The other coach was really mad at C because he wouldn't back down.  My 10 year old must have forgotten he was 10.  When he's with adults, I think he really does sometimes forget that.  We are working on that.  I'm ok with a strong passionate kid, but there must be boundaries.  His hot head Italian father and hot head Irish mother are going to teach him how to be steady and calm...any questions?





This is where I keep reminding myself that I know we are supposed to be his and little C's parents.  Humbling.






 

Friday, June 3, 2011

Day 189

Had a lovely day with my friend T and her family.  She fed me the most delicious pink chicken salad I've ever eaten.  :)   I feel better today, further proof that those hormonal couple of days a month suck.  Little C rocked her ballet recital and she waved to the audience and held her flower up in the air during the finale.  My parents are awesome:  tall tale contest, ballet recital, and soccer game all this week and they've been to everything. 

I've been working hard to get my scouts signed up and things collected for their camp next week.  I have so much respect for scout leaders even more now!

Thursday, June 2, 2011

Day 188

Yes, it was Where She Went by Gayle Forman.  Good book.  I recommend it.  And yes, she shouldn't write a third book for the series, J.  I hope she doesn't, actually. 

One of the things about this blog is that I have tried, sometimes unsuccessfully, to tell it how it is.  To have a forum where I can discuss my true thoughts and not whitewash my life.  There are a couple of days every month during that time we all know about where I should be sequestered from polite society.  Yesterday and today were those days for me. 

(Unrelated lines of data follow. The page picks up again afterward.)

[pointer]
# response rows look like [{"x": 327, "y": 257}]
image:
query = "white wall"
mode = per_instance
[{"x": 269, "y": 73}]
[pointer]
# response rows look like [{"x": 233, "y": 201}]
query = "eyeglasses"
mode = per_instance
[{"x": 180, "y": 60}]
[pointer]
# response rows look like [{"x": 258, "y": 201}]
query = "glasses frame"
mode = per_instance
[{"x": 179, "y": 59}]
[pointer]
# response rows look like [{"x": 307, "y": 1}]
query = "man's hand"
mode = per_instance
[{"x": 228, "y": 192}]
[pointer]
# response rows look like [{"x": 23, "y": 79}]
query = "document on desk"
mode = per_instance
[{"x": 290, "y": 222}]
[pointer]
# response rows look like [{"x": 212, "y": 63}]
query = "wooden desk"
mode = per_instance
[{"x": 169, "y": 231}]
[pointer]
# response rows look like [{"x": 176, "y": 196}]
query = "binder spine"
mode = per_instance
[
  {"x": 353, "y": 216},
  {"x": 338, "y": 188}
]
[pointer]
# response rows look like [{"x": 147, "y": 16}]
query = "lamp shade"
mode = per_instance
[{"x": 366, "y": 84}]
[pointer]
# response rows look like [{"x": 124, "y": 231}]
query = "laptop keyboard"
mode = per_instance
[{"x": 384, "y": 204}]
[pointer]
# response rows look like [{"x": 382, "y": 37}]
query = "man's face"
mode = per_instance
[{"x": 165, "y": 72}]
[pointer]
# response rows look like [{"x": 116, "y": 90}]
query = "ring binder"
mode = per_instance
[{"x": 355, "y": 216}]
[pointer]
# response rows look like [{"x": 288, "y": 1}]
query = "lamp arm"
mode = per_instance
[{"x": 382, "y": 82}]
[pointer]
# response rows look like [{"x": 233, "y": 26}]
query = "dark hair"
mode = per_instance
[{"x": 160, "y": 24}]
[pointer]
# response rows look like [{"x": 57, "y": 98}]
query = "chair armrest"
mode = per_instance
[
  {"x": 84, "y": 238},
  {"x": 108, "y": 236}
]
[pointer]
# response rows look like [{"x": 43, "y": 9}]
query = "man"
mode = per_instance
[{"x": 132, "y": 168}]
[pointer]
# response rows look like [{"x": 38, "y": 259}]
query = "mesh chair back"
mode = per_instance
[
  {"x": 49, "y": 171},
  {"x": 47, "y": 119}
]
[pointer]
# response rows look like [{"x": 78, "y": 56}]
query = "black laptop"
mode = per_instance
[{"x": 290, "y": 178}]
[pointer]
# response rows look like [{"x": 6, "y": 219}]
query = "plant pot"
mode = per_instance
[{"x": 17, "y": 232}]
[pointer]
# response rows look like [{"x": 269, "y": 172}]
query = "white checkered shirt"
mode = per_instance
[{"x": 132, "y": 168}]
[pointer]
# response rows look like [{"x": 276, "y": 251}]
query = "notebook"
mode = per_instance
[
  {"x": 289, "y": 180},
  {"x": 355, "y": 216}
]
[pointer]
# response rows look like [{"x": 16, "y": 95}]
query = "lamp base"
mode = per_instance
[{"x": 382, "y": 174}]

My heart and my actions weren’t matching up, they don’t often align.  And I wish it wasn’t true, but the fact of the matter is I needed and need humbling.  And I’m getting it and it’s important that I get it.   Some of you may know that I lost my temper and had to apologize to some teenagers and brought them cookies a few years ago.  Tomorrow I will clean up the mess I made today.  I wish I wasn’t messy in my life, but I charge ahead and I’m scrappy and try to be the tough guy and so I have to take out my broom and sweep up.  All of the time.

 I feel so deeply.  I love so strongly.  I am passionate, an ocean, my anger a tidal wave, my loyalty knows no bounds, most especially when it comes to my family, and I try to face all my fears with my eyes forward and my head up.  I am constantly self evaluating and trying to do better, but the closer I seem to get to God, the more my flaws are exposed and they are as C.S Lewis said, the “rats in my cellar” that scatter when they are exposed by the light.

I hate the rats, but they are there and during no time is that more clear than during the “renewal process” for lack of a better word that we as women GET to experience (ugghhh). I may call pain beautiful, but I’m not yet ready to call PMS the same.  I know there is something to it though that I need to understand.   Something divine, something that will make me understand myself as a woman, as a daughter with greater clarity.  Because at no other time am I more humbled by my actions than this monthly reminder that has enabled me to be a mother and that I believe symbolizes so much more.  I would love to discuss this in further depth, but it doesn’t seem appropriate now.

I hope this made sense.  Let me know.  Think about it though.  I think there is something important here in understanding ourselves as women.

Wednesday, June 1, 2011

Day 187

I read a book today I really enjoyed.  I haven't read a novel in a long time.  I have so much to do in the next couple of days and I feel like I'm just reacting to it all.  Today was C's last day of school and his sweet teachers made the class a DVD of pictures of the kids all throughout the year and set it to their favorite songs.  It was awesome and so were his teachers.  It was like a load of bricks were off his shoulders today and he has smiled more than I have seen him smile in weeks.  Yea for summer!  I am so excited and planning all sorts of adventures with these two kiddos of mine.